事実という嘘
目の不自由の方々が象を囲んでこの珍しい動物がどんなものかを調べることにしました。調べた後、それぞれの人が象について以下のように述べました。
「象は扇子のような動物だ」。耳を触った人が言いました。
「象は柱のような動物だ」。足を触った人が言いました。
「象は蛇のような動物だ」。鼻を触った人が言いました。
「象は壁のような動物だ」。胴体を触った人が言いました。
・・・・・・同じ動物を調べたのに、十人十通りです。
この「盲人摸象」という寓話を私は小学校の教科書で知りました。同じ事実であっても見る人の主観と限界で異なるものとして認識され伝えられてしまいます。だから特定の話をそのまま信用せず、現場で直接見聞することや複数の話をクロスチェックすることが重要であると教えられました。
(略)
これは「群盲象を撫でる」とか「群盲象を評す」と呼ばれている、古くからある有名なたとえ話で、私も子どもの頃に聞いた記憶がある。たまたま手に入れた断片的な情報を真実と思い込んではいけない、さまざまな観点から得た情報を総合的に判断して全体像をとらえなければならない、というのがこの話が教える教訓だ。
だが、目の不自由な人たちが象を囲んで触っているのなら、たとえ一人ひとりが得られる情報は断片的でも、それぞれが得た情報を交換し、互いに議論することで、全体像に近づいていくことができる。これと比べても、いまの日本の情報環境はさらにひどいのではないか。

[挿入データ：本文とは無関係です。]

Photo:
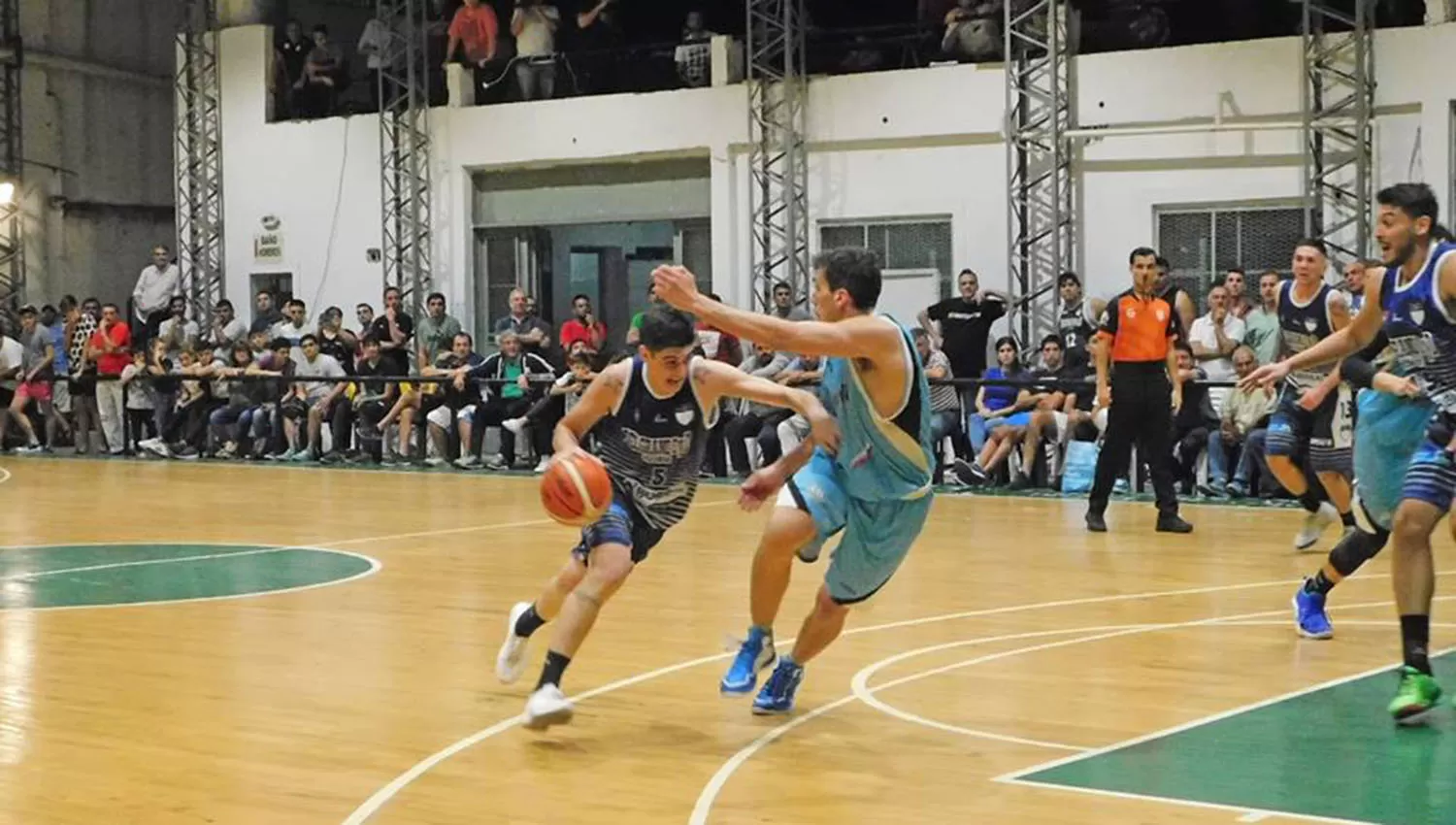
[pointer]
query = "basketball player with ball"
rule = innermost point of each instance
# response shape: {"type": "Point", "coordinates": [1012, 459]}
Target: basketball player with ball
{"type": "Point", "coordinates": [649, 414]}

テレビや全国紙にほとんどの情報を依存する普通の人々が置かれているのは、いわば次のような状況だろう。
象はどこか遠いところに隔離されており、人々はマスコミが撮影した映像を通してしかこれを見ることができない。しかし、マスコミが見せるのはいつも象の体のほんの一部だけ。どこを映して見せるかは、常に彼らが決める。
そして、中国という「象」を映すときには、巨大な牙や、何もかも踏み潰しそうな足だけが見せられる。一方、安倍政権という「象」を映すときに見せられるのは優しそうな目や器用そうな鼻だけ。
これでは、象を囲んだ人々がみな指示された同じ部分を触っているようなもので、認知がどんどん歪んでいくのも当然だ。
もちろん今はネットという情報源もあるが、ネットに流れている情報の大半はマスコミ情報の単なる繰り返しか、あるいはそれをさらに加工・改ざんしたものだ。
先の戦争でも、民衆の差別意識に迎合して中国への蔑視と敵意を煽るマスコミが全面戦争への強力な牽引役となった。
敗戦時にしたはずの反省はどこへ行ったのか。当時と同じことを繰り返すなら、その結果もまた同じになる。